Wigry chciały zatrudnić tego trenera już we wrześniu, kiedy rozstały się ze Zbigniewem Kaczmarkiem. Nowak był jednak zajęty. Od lipca pracował bowiem w III-ligowym Motorze Lublin. Zotal zwolniony w grudniu, mimo że zespół był liderem tabeli. Lubelski dorobek to 13 zwycięstw, 2 remisy i 4 porażki. Powodem rozstania była inna wizja budowy drużyny, która ma co roku awansować, najlepiej aż do ekstraklasy.
Jacek Zieliński, dyrektor sportowy Wigier zna Dominika Nowaka od czasu, kiedy ten pracował jeszcze w Polkowicach, w latach 2006-2011. Pochodzący z Łodzi trener, który był zawodnikiem ŁKS, wsławił się tym, że wprowadził Górnika z czwartej do pierwszej ligi.
Także na zapleczu ekstraklasy, w sezonie 2012/2013 Dominik Nowak był trenerem Floty Świnoujście. Dokonał rzadkiego wyczynu. W pierwszych 15 spotkaniach Flota zdobyła aż 40 punktów, pierwszego gola straciła w ósmym meczu. W kolejnych sześciu starciach zespół [B1] wywalczył tylko punkt i w kwietniu Dominika Nowaka zastąpił Tomasz Kafarski.
Dominik Nowak, trener UEFA Pro, wrócił na Dolny Śląsk. Jako menedżer Chrobrego Głogów, w tym samym roku co Wigry świętował awans do I ligi, a potem spokojne utrzymanie. Latem, jak wspomnieliśmy, znowu zajął się trenerka w trzecioligowym Lublinie.
- Oglądałem jednak wszystkie mecze I ligi, wśród nich Wigier – mówi Dominik Nowak. – Suwalski zespół ma duży potencjał, stać go na zwycięstwa z każdym pierwszoligowcem. O słabych stronach nie będę się wypowiadał, by nie zdradzać swoich spostrzeżeń rywalom.
Nowy szkoleniowiec świetnie zna i ma rozpracowanych przeciwników biało-niebieskich, był ekspertem Orange Sport, a ostatnio przygotowywał analizy taktyczne dla portalu 1liganews.
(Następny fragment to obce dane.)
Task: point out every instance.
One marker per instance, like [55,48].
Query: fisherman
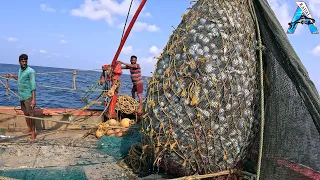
[27,91]
[136,78]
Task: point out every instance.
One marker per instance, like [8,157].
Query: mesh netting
[291,139]
[203,100]
[118,147]
[200,101]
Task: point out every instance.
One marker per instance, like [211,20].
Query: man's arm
[102,78]
[32,77]
[13,76]
[129,65]
[124,67]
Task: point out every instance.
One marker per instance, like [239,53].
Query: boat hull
[53,118]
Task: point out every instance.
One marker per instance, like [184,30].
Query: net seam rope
[252,10]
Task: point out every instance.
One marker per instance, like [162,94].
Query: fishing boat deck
[59,154]
[62,153]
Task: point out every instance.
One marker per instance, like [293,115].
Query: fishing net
[118,147]
[200,102]
[203,108]
[291,136]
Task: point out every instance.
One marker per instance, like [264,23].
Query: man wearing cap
[27,91]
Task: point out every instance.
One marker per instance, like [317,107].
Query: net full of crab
[200,105]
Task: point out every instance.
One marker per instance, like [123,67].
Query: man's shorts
[26,106]
[138,88]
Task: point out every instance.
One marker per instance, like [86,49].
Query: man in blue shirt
[26,87]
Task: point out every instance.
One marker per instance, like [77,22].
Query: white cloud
[11,39]
[314,6]
[43,51]
[148,14]
[282,11]
[154,50]
[107,10]
[316,51]
[62,41]
[63,10]
[150,59]
[46,8]
[127,50]
[141,26]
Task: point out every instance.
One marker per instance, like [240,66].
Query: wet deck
[57,155]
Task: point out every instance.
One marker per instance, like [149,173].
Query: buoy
[119,134]
[112,122]
[125,122]
[110,132]
[99,133]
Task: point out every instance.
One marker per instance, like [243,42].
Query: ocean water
[57,98]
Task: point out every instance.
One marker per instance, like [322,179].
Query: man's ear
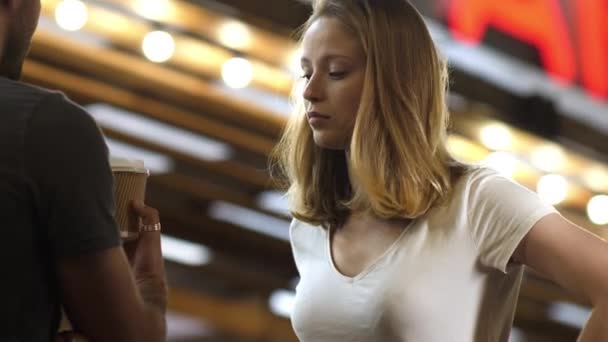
[10,4]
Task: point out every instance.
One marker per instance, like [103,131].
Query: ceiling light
[159,133]
[497,137]
[274,201]
[502,162]
[185,252]
[596,178]
[158,46]
[234,35]
[153,9]
[237,72]
[549,158]
[250,219]
[552,189]
[569,314]
[71,15]
[597,209]
[281,302]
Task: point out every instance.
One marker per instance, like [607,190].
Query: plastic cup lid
[127,165]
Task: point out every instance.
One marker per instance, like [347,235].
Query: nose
[313,90]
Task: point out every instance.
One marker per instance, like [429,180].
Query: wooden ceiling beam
[81,87]
[154,80]
[238,171]
[247,318]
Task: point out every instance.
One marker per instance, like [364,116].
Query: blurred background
[199,90]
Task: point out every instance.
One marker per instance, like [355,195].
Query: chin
[330,143]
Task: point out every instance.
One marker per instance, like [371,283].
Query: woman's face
[333,63]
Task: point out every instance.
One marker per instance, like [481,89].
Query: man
[3,7]
[59,243]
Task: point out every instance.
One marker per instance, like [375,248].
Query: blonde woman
[393,239]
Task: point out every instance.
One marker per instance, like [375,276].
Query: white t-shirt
[446,278]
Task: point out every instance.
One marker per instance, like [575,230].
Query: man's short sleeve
[67,158]
[501,212]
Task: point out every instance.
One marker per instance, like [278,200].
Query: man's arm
[105,302]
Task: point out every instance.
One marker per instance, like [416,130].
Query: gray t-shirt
[446,278]
[56,202]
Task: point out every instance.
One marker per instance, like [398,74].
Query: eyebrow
[328,57]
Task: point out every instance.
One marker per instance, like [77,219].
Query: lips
[316,115]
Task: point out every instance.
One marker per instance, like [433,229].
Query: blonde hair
[398,159]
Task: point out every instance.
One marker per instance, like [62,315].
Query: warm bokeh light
[597,209]
[158,46]
[497,137]
[153,9]
[234,35]
[237,72]
[549,158]
[552,189]
[503,162]
[71,15]
[596,178]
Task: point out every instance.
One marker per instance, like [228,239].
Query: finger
[147,255]
[148,215]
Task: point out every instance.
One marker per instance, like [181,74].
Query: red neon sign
[542,23]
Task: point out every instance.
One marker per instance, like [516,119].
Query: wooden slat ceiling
[231,293]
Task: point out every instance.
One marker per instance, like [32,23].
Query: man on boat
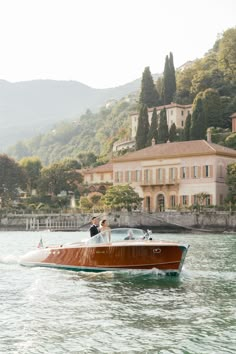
[94,227]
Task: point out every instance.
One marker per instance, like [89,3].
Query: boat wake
[9,259]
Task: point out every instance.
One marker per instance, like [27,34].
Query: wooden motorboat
[117,249]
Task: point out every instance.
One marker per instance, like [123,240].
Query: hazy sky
[105,43]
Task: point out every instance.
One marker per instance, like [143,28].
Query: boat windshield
[117,235]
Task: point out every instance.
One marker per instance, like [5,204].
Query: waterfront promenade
[169,221]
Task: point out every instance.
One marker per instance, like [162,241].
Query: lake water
[59,312]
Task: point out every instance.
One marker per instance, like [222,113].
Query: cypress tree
[173,133]
[143,128]
[169,80]
[172,75]
[187,127]
[212,106]
[159,88]
[153,134]
[163,134]
[148,94]
[198,121]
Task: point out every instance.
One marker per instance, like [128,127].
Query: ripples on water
[57,311]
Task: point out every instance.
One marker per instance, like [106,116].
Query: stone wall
[162,222]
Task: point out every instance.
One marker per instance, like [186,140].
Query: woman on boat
[105,230]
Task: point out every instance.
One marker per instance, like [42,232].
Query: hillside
[33,107]
[91,132]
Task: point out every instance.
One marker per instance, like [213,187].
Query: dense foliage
[148,94]
[122,196]
[12,178]
[143,128]
[231,181]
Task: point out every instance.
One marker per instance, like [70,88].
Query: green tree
[231,182]
[169,80]
[85,204]
[230,141]
[87,159]
[172,75]
[163,133]
[198,121]
[227,53]
[187,127]
[153,133]
[184,78]
[57,177]
[159,88]
[11,179]
[148,94]
[32,167]
[122,196]
[142,129]
[173,133]
[212,107]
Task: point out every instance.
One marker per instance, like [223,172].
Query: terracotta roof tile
[177,149]
[108,167]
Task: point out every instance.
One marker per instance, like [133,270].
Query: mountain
[33,107]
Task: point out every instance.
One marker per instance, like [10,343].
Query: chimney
[209,135]
[233,117]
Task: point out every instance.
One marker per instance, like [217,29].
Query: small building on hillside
[176,113]
[175,174]
[98,178]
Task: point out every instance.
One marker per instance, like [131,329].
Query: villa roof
[177,149]
[108,167]
[167,106]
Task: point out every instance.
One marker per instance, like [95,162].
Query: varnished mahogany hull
[130,255]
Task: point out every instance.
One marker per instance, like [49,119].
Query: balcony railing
[154,182]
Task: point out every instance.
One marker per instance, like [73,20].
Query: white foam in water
[9,259]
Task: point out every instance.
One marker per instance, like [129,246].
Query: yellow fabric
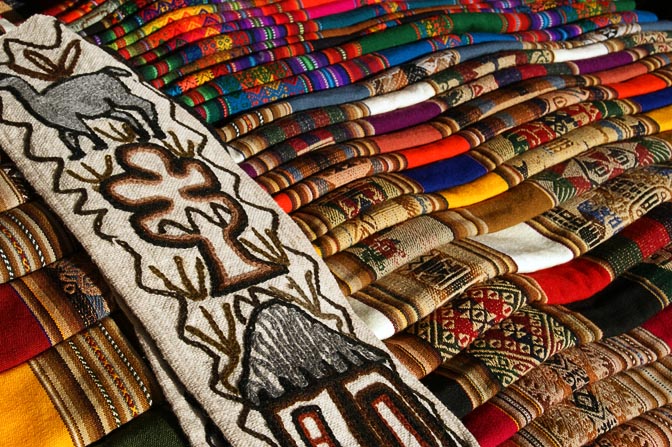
[27,416]
[473,192]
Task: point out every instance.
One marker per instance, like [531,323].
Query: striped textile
[566,373]
[80,390]
[596,408]
[653,428]
[48,306]
[403,296]
[466,382]
[31,237]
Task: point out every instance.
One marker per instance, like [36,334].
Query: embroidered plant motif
[179,203]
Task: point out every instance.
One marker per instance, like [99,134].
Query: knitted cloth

Dominik Nowak nie tai jedynie, że największa bolączką biało-niebieskich jest nieskuteczność. Przez nią Wigry zremisowały ostatnio w Olsztynie, ale nowy szkoleniowiec chwali zawodników za to, że potrafili się podnieść ze stanu 0:2.
Najważniejszym będzie sobotni mecz z MKS Kluczbork, w którym Wigry muszą przerwać serię dziewięciu kolejnych porażek na własnym boisku.
- Liczę na pomoc, na doping kibiców, no i na łut szczęścia, którego Wigrom wyraźnie brakuje – kwituje Dominik Nowak.